Better Together resubmits plan to state after withdrawing it last week; no major changes


Mayor Lyda Krewson addresses the crowd at the Better Together rollout, as County Executive Stenger looks on. Photo by Erin Achenbach.

By Gloria Lloyd
News Editor

Better Together refiled its petition Monday with the Missouri Secretary of State’s office for a proposed Constitutional amendment that would merge St. Louis County and St. Louis city into a single “metropolitan city,” after pulling the petition last Friday to make technical changes.

Better Together submitted a petition to Secretary of State Jay Ashcroft Jan. 28 to collect signatures to place the plan on the ballot in November 2020 as an amendment to the Missouri Constitution.

The essential Better Together plan still stays the same: All of St. Louis County and city could be consolidated by 2022 into one large “metro city” under a single government – including one mayor, council and police department – that backers say will save money and create a better business climate that will set the region up to thrive rather than fall behind.

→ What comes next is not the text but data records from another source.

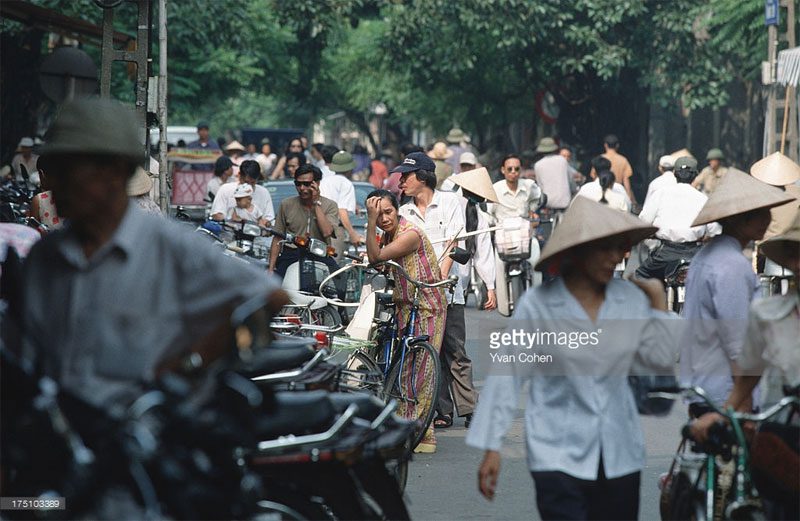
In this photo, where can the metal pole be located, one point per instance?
(163, 167)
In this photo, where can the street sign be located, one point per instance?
(771, 12)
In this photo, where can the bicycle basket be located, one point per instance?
(513, 240)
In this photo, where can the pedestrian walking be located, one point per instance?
(583, 437)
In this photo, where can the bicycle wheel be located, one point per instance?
(415, 386)
(361, 373)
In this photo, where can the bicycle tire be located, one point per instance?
(361, 373)
(392, 386)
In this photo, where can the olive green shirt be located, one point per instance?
(708, 180)
(297, 219)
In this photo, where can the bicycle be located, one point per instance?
(700, 483)
(392, 353)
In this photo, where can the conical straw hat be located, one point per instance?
(778, 247)
(776, 169)
(680, 153)
(478, 182)
(737, 193)
(586, 221)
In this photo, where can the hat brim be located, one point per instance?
(343, 168)
(405, 169)
(634, 236)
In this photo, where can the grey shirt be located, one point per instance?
(587, 411)
(99, 326)
(719, 288)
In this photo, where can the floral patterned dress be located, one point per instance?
(421, 265)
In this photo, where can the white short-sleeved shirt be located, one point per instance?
(224, 201)
(340, 190)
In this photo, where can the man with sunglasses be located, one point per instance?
(308, 214)
(517, 197)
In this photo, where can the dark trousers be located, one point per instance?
(664, 259)
(561, 496)
(456, 367)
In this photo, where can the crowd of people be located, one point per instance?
(137, 291)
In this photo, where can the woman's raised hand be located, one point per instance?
(373, 208)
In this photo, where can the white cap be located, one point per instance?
(666, 162)
(243, 190)
(467, 158)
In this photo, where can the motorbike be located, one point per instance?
(303, 278)
(675, 284)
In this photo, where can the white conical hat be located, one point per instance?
(737, 193)
(478, 182)
(235, 145)
(681, 153)
(776, 169)
(586, 221)
(778, 247)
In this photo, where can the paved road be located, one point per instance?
(443, 486)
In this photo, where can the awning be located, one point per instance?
(52, 21)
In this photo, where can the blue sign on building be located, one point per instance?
(771, 12)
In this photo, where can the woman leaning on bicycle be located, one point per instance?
(407, 245)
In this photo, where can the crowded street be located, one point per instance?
(393, 260)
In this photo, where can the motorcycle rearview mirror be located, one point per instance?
(460, 255)
(378, 282)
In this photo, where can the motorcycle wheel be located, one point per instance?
(393, 390)
(327, 316)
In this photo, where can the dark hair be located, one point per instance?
(510, 156)
(309, 169)
(429, 178)
(601, 163)
(384, 194)
(328, 151)
(410, 148)
(250, 169)
(221, 164)
(611, 140)
(685, 175)
(606, 179)
(289, 144)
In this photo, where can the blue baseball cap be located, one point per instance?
(415, 161)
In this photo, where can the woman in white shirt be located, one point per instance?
(604, 189)
(584, 441)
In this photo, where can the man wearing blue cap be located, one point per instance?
(203, 142)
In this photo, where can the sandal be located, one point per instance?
(443, 421)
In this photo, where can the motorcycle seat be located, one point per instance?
(298, 298)
(269, 360)
(369, 406)
(297, 413)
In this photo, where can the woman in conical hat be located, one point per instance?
(582, 423)
(771, 347)
(721, 283)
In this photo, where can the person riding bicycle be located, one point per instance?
(770, 352)
(584, 440)
(672, 209)
(409, 246)
(721, 284)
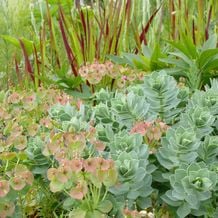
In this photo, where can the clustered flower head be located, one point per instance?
(75, 175)
(151, 130)
(95, 72)
(129, 213)
(23, 116)
(19, 177)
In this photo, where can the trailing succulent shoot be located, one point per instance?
(134, 176)
(191, 186)
(180, 145)
(69, 118)
(208, 151)
(161, 92)
(124, 142)
(130, 108)
(200, 119)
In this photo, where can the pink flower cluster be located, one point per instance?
(95, 72)
(79, 172)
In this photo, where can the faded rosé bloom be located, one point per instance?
(62, 99)
(76, 165)
(46, 122)
(63, 173)
(17, 183)
(124, 77)
(8, 210)
(79, 103)
(14, 98)
(4, 188)
(61, 154)
(99, 146)
(141, 75)
(28, 177)
(121, 83)
(4, 115)
(20, 142)
(79, 191)
(141, 128)
(53, 147)
(156, 133)
(163, 126)
(131, 77)
(103, 164)
(68, 138)
(29, 99)
(16, 130)
(33, 129)
(52, 173)
(90, 165)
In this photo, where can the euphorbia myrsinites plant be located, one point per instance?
(147, 151)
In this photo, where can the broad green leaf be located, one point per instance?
(183, 210)
(210, 43)
(105, 206)
(77, 213)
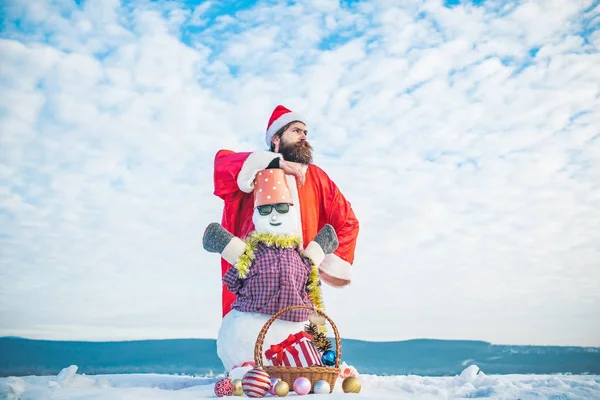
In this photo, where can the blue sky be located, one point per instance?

Critics say it is a misguided plan for “UniGov” that has to be sent to a statewide vote because local residents would never go for it.

Opponents like St. Louis Alderman Megan Ellyia Green, who says she supports a merger but is a critic of the current plan, asked for the nonprofit organization to take the chance offered by withdrawing its petition to pause and take in more public feedback on what the new government should look like.

“Being unwilling to negotiate on the final terms of a merger and acquisition, with the people impacted by the merger, isn’t a merger at all — it’s a hostile takeover,” Green wrote on Twitter after Better Together declined her suggestion that it wait.

Several of the petition changes clarified the relationship between the “metro city” and what would be called “municipal districts.” Current county municipalities can continue to exist under the plan as municipal districts, although some of their key powers like policing and zoning and their primary revenue source of sales taxes would be redirected to the metro city.

The changes made in the resubmitted petition this week were “technical in nature and do not alter the substance of the recommendations,” Better Together said.

But some of the language clarifies such important issues as t0 whether a debt would stay with a municipal district after the merger and how finances will be balanced between the municipal districts and the metro city.

The organization said the dozens of changes were made since the Jan. 28 release of the plan as a recommendation of its City-County Task Force.

“While these changes would not alter the underlying substance of the recommendations, we believe they help to ensure that the Task Force’s recommendations are reflected,” Better Together posted on Twitter.

The goals of the changes are to “ensure that pensions and employee benefits are protected” for existing employees of both the current county and city and municipalities; “ensuring high-quality, well-resourced fire protection in the city of St. Louis”; “ensuring that debts and obligations of the city of St. Louis and municipalities are satisfied from revenues generated within the jurisdictions incurring them”; and “ensuring municipal districts have sufficient resources to provide parks and recreation, fire protection and similar municipal district services.”

Better Together continued, “An exciting opportunity befalls upon all St. Louisans to ensure the successful operation of this new structure, as well as the adoption and implementation of policies in the new Metro City that are important to residents.

“The Task Force remains steadfast in its urgency that its recommendations be adopted to end the obsolete and dysfunctional structure of government that for too long has held our region back.”

The Municipal League of Metro St. Louis, comprised of cities in St. Louis County and their mayors, is coordinating a petition drive to gather signatures for an alternative process to form a new government, the Board of Freeholders process that is currently outlined in the state Constitution. That board, if convened, could decide on any type of plan for merger or no plan at all.